To further support such efforts, there is a tax exemption under the programme for eligible women making a career comeback after a two-year hiatus. Moreover, the agency also provides skill-building workshops to help prepare professional women to return to the workforce with confidence.

He further said, “Educating employees or providing enrichment budgets are also ways that companies can improve their social scores.”

While encouraging the participation of more women in the talent pool, Thomas pointed out that women play dual roles in that they also nurture the future generation, which is essential to ensuring sustainability.

With that, TalentCorp introduced the Flexible Work Arrangements (FWA)@Workplace in 2022 to actively advocate and provide employers with support in implementing structured FWA that will benefit both men and women in the workforce.

A free three-step programme for employers – including the FWA readiness assessment, FWA bootcamps and workshops, as well as a tailored 10-day FWA consultation for implementation – FWA@Workplace has helped employees improve their work/life balance and built trust between employers and employees.

Realising that women leave the workforce largely due to unpaid childcare and domestic work, the agency has always sought to break down systematic barriers associated with the work environment.

The Childcare@Workplace Grant, for one, aims to support industry-driven childcare centres to encourage greater availability of affordable and quality childcare facilities for working parents in the private sector.

In November 2022, Micron Malaysia, in collaboration with the Penang state government and TalentCorp, launched Malaysia’s first industry-driven childcare centre in the Batu Kawan Industrial Park.

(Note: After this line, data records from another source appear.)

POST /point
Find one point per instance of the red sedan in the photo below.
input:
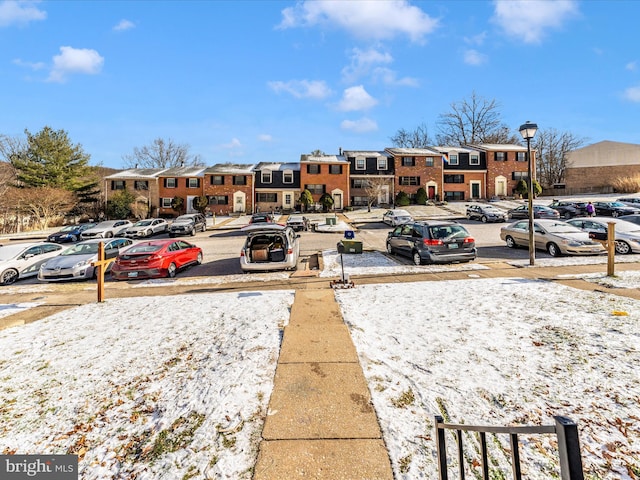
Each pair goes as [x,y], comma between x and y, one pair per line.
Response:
[155,258]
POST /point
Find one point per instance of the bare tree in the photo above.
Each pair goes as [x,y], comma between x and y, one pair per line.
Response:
[551,148]
[473,120]
[374,187]
[162,154]
[418,138]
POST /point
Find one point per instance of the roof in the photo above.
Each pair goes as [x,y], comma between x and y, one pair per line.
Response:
[231,168]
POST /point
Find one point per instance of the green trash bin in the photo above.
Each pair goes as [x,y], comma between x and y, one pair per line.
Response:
[352,246]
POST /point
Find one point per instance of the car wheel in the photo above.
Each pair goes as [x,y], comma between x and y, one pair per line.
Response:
[622,248]
[171,270]
[553,250]
[9,277]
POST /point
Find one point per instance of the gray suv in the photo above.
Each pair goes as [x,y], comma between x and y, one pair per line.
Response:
[188,224]
[432,242]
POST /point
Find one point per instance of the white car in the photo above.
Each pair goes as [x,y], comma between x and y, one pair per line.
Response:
[147,228]
[24,259]
[396,217]
[106,229]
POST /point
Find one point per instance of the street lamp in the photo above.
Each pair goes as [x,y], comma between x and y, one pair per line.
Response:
[528,131]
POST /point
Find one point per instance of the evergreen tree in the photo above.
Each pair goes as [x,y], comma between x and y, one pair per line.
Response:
[49,159]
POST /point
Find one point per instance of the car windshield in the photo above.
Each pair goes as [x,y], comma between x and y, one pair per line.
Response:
[82,249]
[143,249]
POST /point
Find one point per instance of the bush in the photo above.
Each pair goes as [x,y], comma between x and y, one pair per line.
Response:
[402,199]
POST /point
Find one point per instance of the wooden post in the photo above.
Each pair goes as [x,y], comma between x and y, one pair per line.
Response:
[101,266]
[611,249]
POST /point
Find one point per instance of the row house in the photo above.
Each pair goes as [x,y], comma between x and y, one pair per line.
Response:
[372,178]
[322,174]
[277,186]
[230,188]
[417,168]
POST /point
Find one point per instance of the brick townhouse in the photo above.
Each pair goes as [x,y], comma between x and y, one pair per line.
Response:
[229,188]
[322,174]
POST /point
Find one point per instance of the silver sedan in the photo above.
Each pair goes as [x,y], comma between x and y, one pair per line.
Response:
[554,236]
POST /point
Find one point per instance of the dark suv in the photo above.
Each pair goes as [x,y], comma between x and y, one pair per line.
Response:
[432,242]
[188,224]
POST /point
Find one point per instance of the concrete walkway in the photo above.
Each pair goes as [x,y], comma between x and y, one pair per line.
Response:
[320,423]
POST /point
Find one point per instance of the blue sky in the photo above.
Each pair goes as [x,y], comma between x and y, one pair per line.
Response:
[251,81]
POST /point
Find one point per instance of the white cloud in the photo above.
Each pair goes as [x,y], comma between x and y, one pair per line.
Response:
[473,57]
[359,126]
[75,60]
[124,25]
[530,19]
[20,13]
[31,65]
[356,98]
[632,94]
[370,19]
[316,89]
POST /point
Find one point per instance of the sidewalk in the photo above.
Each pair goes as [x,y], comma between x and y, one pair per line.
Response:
[320,423]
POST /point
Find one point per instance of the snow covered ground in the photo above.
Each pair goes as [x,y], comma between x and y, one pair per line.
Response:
[137,390]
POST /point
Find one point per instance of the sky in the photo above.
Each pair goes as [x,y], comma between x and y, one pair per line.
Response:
[252,81]
[523,351]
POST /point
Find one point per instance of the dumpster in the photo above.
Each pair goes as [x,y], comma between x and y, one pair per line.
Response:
[352,246]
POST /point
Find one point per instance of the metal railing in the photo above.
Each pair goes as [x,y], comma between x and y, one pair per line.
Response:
[565,430]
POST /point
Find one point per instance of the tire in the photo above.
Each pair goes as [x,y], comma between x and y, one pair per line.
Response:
[171,270]
[622,248]
[9,276]
[553,250]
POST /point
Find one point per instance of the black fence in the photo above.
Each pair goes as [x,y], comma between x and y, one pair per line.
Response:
[565,430]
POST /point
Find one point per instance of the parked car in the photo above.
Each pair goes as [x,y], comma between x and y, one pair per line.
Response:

In recognition that awareness on social issues need to start at an earlier age, TalentCorp has undertaken programmes in various secondary schools throughout the year to share information and knowledge on gender issues – including the potential difficulties for women seeking to return to work when they are older – with young Malaysians.

Youths were also provided with tools to help them understand that their chosen fields of study do not ‘trap’ them in a single profession.

TalentCorp has also established the Life at Work Awards (LAWA) to recognise good employer practices that promote work/life balance to inspire other employers.

Winners of the award can carry the LAWA logo of endorsement in recognition of exemplary DE&I practices.